In the near future, a vicious fungus has turned most of the world into zombie-like creatures. “Game of Thrones” alums Pedro Pascal and Bella Ramsey star as main characters Joel and Ellie. Reluctantly, Joel is placed in charge of Ellie and must get her across the country. Their onscreen chemistry burns bright. However, it is the use of the expanded world where the show takes greatest advantage. Occasionally, the story dovetails away from Joel and Ellie’s trek to showcase the lives of some of the secondary video game characters. Episode three, in particular, is the most emotionally invested I have been in an hour of television since the “Ozymandias” episode late in “Breaking Bad.” Get a box of tissues ready.
Dark Winds (AMC+) – A tight six-episode mini-series finds a 1970’s Navajo reservation Sheriff Leaphorn (Zahn McClarnon) facing not only a double murder, but pressure from the FBI to help solve a vicious armored car robbery. With its mysteries mixed up in the supernatural, “Dark Winds” stays grounded by Leaphorn and his deputies Chee and Manuelito. They are very good at their jobs, but they also have personal lives that keep getting in the way and making their jobs more difficult. As they slowly uncover details on one mystery, it unravels the beginnings of another.
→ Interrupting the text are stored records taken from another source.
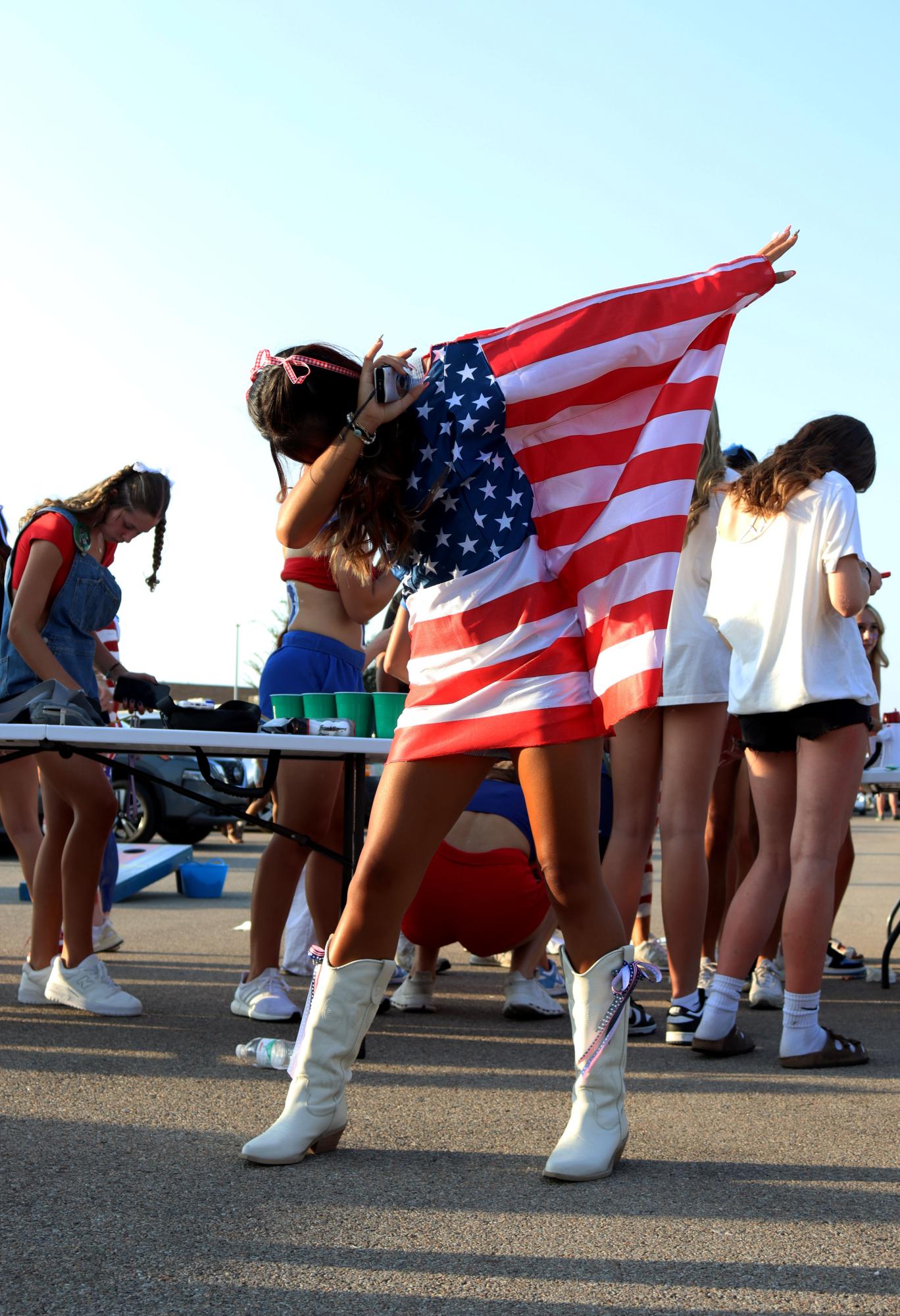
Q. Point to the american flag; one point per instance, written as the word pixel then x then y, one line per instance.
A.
pixel 552 486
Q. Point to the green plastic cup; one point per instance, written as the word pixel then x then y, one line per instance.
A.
pixel 359 707
pixel 389 707
pixel 288 706
pixel 319 706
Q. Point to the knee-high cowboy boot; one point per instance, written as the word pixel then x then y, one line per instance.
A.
pixel 597 1132
pixel 341 1006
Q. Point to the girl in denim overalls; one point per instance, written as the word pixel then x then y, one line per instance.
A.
pixel 49 633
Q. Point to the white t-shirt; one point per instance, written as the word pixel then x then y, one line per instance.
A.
pixel 769 598
pixel 695 661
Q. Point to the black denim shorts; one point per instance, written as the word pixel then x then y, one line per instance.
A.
pixel 777 733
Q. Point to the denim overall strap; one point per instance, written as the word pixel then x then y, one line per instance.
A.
pixel 88 602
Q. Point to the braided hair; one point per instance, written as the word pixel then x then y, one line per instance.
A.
pixel 134 489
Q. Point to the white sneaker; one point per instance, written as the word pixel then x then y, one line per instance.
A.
pixel 766 991
pixel 653 952
pixel 106 937
pixel 264 998
pixel 90 987
pixel 526 998
pixel 415 992
pixel 707 974
pixel 34 985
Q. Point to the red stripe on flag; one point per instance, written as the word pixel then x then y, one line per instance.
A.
pixel 627 696
pixel 643 540
pixel 614 448
pixel 609 387
pixel 569 524
pixel 632 314
pixel 564 656
pixel 627 620
pixel 489 620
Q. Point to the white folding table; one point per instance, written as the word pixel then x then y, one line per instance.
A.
pixel 97 743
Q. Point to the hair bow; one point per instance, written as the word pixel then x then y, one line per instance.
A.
pixel 265 360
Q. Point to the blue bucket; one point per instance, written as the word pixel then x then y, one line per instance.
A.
pixel 203 881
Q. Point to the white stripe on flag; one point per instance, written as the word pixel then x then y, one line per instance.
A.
pixel 639 290
pixel 618 662
pixel 566 690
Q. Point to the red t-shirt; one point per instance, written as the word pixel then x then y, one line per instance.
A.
pixel 56 529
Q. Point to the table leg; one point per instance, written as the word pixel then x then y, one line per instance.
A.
pixel 355 817
pixel 893 935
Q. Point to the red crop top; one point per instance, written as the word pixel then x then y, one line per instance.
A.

I’m looking forward to season two.
Ipcress File (AMC+) – Another solid import by AMC from across the pond, The Ipcress File is an old-fashioned James Bondian spy thriller. Packing a lot of plot in its six episodes, it fills the spaces between the Bay of Pigs and the JFK assassination. An English criminal-turned-spy (Joe Cole of “Gangs of London”) gets puts on the case of a missing nuclear physicist believed to be kidnapped by the Russians. Along the way, he uncovers American involvement amid the upcoming neutron bomb test. At times funny, it’s a refreshing throwback to spy tales of old.
Jeff Mellinger is a screen writer and film buff. He holds a BA in Film Studies and an MFA in film production. He lives in Concord.